We used quality of recovery-15 (QoR-15) questionnaire scores and visual analog scale (VAS) scores to compare postoperative quality of recovery and pain level. In addition, the adverse reactions of patients in the two groups were compared. The perioperative serum level of inflammatory cytokines and the ratio of macrophage subtypes were detected.

Results

The OFA group had significantly longer extubation time and PACU stay, whereas the OA group had significantly higher rate of hypotension, higher doses of norepinephrine, higher PONV and dizziness rate, and delayed flatus passage time.
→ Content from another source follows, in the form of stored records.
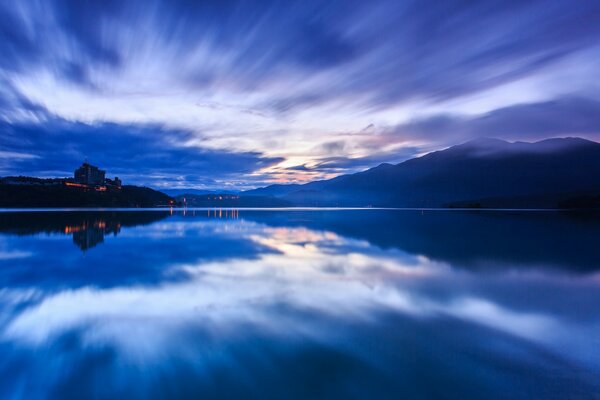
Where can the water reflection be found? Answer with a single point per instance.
(313, 304)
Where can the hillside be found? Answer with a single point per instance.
(45, 195)
(479, 173)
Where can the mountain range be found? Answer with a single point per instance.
(480, 173)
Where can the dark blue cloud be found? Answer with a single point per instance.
(142, 154)
(391, 50)
(298, 54)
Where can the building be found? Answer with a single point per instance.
(90, 175)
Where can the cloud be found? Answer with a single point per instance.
(566, 116)
(195, 76)
(142, 154)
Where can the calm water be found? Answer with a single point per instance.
(299, 304)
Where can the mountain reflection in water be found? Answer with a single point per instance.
(299, 304)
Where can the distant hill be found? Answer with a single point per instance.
(481, 173)
(229, 200)
(48, 193)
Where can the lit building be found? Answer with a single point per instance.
(89, 174)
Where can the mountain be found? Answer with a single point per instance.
(479, 173)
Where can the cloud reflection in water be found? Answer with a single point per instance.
(264, 308)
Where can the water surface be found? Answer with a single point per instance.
(299, 304)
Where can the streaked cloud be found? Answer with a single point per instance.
(295, 81)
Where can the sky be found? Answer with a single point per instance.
(239, 94)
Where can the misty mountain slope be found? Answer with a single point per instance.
(479, 169)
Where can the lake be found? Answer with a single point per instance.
(299, 304)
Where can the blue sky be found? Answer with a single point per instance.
(238, 94)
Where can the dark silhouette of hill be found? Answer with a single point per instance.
(480, 173)
(231, 200)
(31, 195)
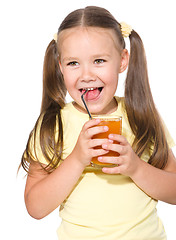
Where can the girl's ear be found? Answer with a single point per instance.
(124, 60)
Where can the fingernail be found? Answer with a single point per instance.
(111, 135)
(104, 146)
(106, 128)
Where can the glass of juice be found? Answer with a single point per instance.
(114, 124)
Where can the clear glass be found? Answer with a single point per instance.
(114, 124)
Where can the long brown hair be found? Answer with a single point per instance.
(142, 114)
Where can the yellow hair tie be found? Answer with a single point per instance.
(125, 29)
(55, 37)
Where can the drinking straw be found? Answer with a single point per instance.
(82, 97)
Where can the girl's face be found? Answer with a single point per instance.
(90, 58)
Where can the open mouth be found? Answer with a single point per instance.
(82, 90)
(92, 93)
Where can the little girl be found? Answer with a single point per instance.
(113, 202)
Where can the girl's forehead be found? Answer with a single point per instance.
(89, 33)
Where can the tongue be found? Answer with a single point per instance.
(92, 94)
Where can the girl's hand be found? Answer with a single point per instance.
(127, 163)
(84, 149)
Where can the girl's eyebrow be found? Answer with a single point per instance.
(101, 55)
(66, 59)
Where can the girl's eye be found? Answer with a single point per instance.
(74, 63)
(99, 61)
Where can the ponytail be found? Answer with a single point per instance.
(142, 114)
(53, 100)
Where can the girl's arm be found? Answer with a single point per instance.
(45, 192)
(157, 183)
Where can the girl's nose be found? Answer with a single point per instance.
(87, 74)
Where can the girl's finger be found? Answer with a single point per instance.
(99, 142)
(113, 160)
(119, 138)
(113, 170)
(115, 147)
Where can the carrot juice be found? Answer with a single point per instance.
(115, 127)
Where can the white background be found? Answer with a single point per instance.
(26, 28)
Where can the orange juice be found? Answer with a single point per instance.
(115, 127)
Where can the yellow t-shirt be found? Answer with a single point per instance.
(102, 206)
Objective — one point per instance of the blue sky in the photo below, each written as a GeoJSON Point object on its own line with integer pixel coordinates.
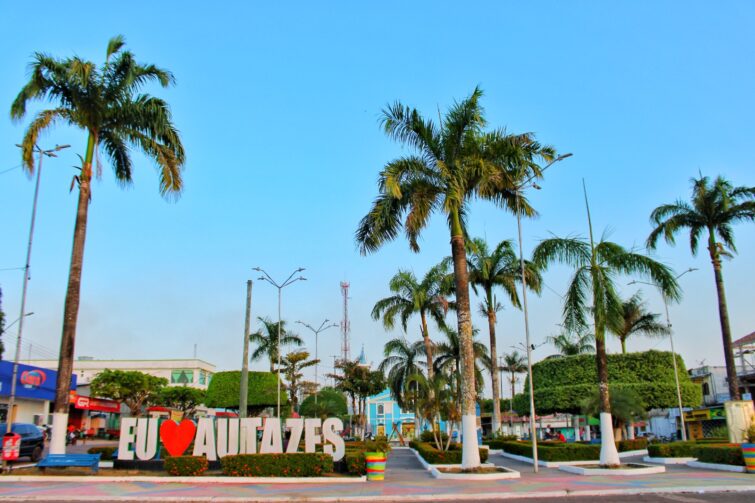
{"type": "Point", "coordinates": [278, 106]}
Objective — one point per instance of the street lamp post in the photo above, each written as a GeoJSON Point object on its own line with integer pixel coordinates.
{"type": "Point", "coordinates": [280, 287]}
{"type": "Point", "coordinates": [323, 326]}
{"type": "Point", "coordinates": [518, 192]}
{"type": "Point", "coordinates": [42, 153]}
{"type": "Point", "coordinates": [673, 351]}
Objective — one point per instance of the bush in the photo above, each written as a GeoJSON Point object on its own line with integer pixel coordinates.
{"type": "Point", "coordinates": [435, 457]}
{"type": "Point", "coordinates": [107, 452]}
{"type": "Point", "coordinates": [720, 454]}
{"type": "Point", "coordinates": [186, 466]}
{"type": "Point", "coordinates": [632, 445]}
{"type": "Point", "coordinates": [277, 465]}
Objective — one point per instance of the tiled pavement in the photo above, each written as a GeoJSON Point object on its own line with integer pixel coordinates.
{"type": "Point", "coordinates": [405, 479]}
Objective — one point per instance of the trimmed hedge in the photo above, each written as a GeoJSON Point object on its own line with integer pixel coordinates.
{"type": "Point", "coordinates": [435, 457]}
{"type": "Point", "coordinates": [300, 464]}
{"type": "Point", "coordinates": [186, 466]}
{"type": "Point", "coordinates": [107, 452]}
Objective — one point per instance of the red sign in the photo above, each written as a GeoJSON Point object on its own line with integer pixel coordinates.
{"type": "Point", "coordinates": [97, 404]}
{"type": "Point", "coordinates": [11, 446]}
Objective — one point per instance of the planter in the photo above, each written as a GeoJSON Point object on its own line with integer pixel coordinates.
{"type": "Point", "coordinates": [748, 452]}
{"type": "Point", "coordinates": [375, 465]}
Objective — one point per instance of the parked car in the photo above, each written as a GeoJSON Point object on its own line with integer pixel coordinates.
{"type": "Point", "coordinates": [32, 439]}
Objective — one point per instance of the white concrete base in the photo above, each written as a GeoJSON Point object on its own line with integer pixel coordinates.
{"type": "Point", "coordinates": [716, 466]}
{"type": "Point", "coordinates": [668, 461]}
{"type": "Point", "coordinates": [501, 475]}
{"type": "Point", "coordinates": [583, 470]}
{"type": "Point", "coordinates": [187, 480]}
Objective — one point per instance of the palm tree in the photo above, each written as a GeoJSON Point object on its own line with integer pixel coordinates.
{"type": "Point", "coordinates": [401, 362]}
{"type": "Point", "coordinates": [597, 265]}
{"type": "Point", "coordinates": [105, 102]}
{"type": "Point", "coordinates": [413, 297]}
{"type": "Point", "coordinates": [714, 210]}
{"type": "Point", "coordinates": [291, 368]}
{"type": "Point", "coordinates": [453, 162]}
{"type": "Point", "coordinates": [267, 340]}
{"type": "Point", "coordinates": [572, 344]}
{"type": "Point", "coordinates": [636, 320]}
{"type": "Point", "coordinates": [488, 270]}
{"type": "Point", "coordinates": [514, 364]}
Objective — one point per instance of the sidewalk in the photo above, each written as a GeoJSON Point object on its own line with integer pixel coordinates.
{"type": "Point", "coordinates": [405, 481]}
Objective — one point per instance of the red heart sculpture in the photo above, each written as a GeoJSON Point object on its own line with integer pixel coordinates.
{"type": "Point", "coordinates": [176, 437]}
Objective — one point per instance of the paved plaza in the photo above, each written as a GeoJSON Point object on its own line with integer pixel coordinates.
{"type": "Point", "coordinates": [406, 480]}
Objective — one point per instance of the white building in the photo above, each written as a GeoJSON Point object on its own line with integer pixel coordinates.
{"type": "Point", "coordinates": [189, 372]}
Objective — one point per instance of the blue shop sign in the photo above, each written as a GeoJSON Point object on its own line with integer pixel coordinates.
{"type": "Point", "coordinates": [32, 382]}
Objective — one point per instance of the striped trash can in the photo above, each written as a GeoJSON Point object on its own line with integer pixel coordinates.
{"type": "Point", "coordinates": [748, 452]}
{"type": "Point", "coordinates": [375, 465]}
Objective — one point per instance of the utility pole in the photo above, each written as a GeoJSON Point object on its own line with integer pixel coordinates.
{"type": "Point", "coordinates": [244, 385]}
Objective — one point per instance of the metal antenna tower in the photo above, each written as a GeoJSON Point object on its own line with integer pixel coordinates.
{"type": "Point", "coordinates": [345, 324]}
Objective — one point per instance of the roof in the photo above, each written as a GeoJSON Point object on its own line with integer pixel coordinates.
{"type": "Point", "coordinates": [747, 339]}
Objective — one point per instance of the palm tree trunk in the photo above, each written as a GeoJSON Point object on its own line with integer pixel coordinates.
{"type": "Point", "coordinates": [71, 308]}
{"type": "Point", "coordinates": [470, 457]}
{"type": "Point", "coordinates": [609, 456]}
{"type": "Point", "coordinates": [723, 314]}
{"type": "Point", "coordinates": [494, 376]}
{"type": "Point", "coordinates": [428, 346]}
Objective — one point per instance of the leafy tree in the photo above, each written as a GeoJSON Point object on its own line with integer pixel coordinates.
{"type": "Point", "coordinates": [183, 398]}
{"type": "Point", "coordinates": [573, 343]}
{"type": "Point", "coordinates": [487, 270]}
{"type": "Point", "coordinates": [452, 162]}
{"type": "Point", "coordinates": [425, 298]}
{"type": "Point", "coordinates": [330, 403]}
{"type": "Point", "coordinates": [636, 320]}
{"type": "Point", "coordinates": [715, 208]}
{"type": "Point", "coordinates": [135, 389]}
{"type": "Point", "coordinates": [267, 340]}
{"type": "Point", "coordinates": [592, 290]}
{"type": "Point", "coordinates": [106, 102]}
{"type": "Point", "coordinates": [291, 368]}
{"type": "Point", "coordinates": [224, 388]}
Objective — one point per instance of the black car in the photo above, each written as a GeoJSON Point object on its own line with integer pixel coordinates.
{"type": "Point", "coordinates": [32, 439]}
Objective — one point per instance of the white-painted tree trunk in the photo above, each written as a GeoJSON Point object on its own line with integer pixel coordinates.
{"type": "Point", "coordinates": [59, 431]}
{"type": "Point", "coordinates": [609, 455]}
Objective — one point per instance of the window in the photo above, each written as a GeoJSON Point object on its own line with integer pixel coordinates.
{"type": "Point", "coordinates": [182, 377]}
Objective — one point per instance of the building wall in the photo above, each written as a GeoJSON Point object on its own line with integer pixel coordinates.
{"type": "Point", "coordinates": [190, 372]}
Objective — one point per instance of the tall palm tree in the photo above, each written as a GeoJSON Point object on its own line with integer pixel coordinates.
{"type": "Point", "coordinates": [715, 207]}
{"type": "Point", "coordinates": [596, 267]}
{"type": "Point", "coordinates": [488, 270]}
{"type": "Point", "coordinates": [514, 364]}
{"type": "Point", "coordinates": [571, 344]}
{"type": "Point", "coordinates": [105, 101]}
{"type": "Point", "coordinates": [426, 298]}
{"type": "Point", "coordinates": [636, 320]}
{"type": "Point", "coordinates": [267, 340]}
{"type": "Point", "coordinates": [453, 162]}
{"type": "Point", "coordinates": [401, 362]}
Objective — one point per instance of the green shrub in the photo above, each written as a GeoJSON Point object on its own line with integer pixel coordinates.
{"type": "Point", "coordinates": [186, 466]}
{"type": "Point", "coordinates": [435, 457]}
{"type": "Point", "coordinates": [107, 452]}
{"type": "Point", "coordinates": [427, 436]}
{"type": "Point", "coordinates": [720, 454]}
{"type": "Point", "coordinates": [277, 465]}
{"type": "Point", "coordinates": [632, 445]}
{"type": "Point", "coordinates": [672, 450]}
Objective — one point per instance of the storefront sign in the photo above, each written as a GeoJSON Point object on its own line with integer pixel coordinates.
{"type": "Point", "coordinates": [216, 438]}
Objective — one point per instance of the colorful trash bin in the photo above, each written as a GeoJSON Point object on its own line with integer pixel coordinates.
{"type": "Point", "coordinates": [375, 465]}
{"type": "Point", "coordinates": [748, 452]}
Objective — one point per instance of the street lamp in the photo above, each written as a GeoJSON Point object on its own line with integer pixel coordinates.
{"type": "Point", "coordinates": [323, 326]}
{"type": "Point", "coordinates": [673, 352]}
{"type": "Point", "coordinates": [518, 194]}
{"type": "Point", "coordinates": [280, 286]}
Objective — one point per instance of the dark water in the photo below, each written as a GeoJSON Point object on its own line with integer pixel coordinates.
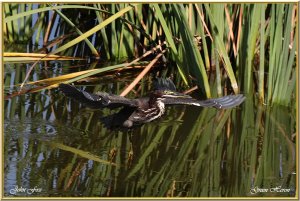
{"type": "Point", "coordinates": [56, 147]}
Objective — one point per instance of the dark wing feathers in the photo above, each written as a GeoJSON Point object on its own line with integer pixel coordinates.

The QoR-15 score on postoperative 24 h was significantly higher in OFA group than in OA group. At the end of or after the surgery, the OFA group had higher levels of interleukin (IL)-12, IL-1β, tumor necrosis factor (TNF)-α, CD68+CD163− macrophage rate, but lower levels of IL-10, transforming growth factor (TGF)-β, and CD68+CD163+ macrophage rate, indicating OFA attenuated perioperative immunosuppression by diminishing M2 and promoting M1 macrophage polarization. And the reversal tendency is more obvious in LAGC patients with neoadjuvant PD-1 inhibitor.

Conclusions

The OFA may attenuate perioperative immunosuppression by diminishing M2 and promoting M1 macrophage polarization in LAGC patients with neoadjuvant PD-1 inhibitor.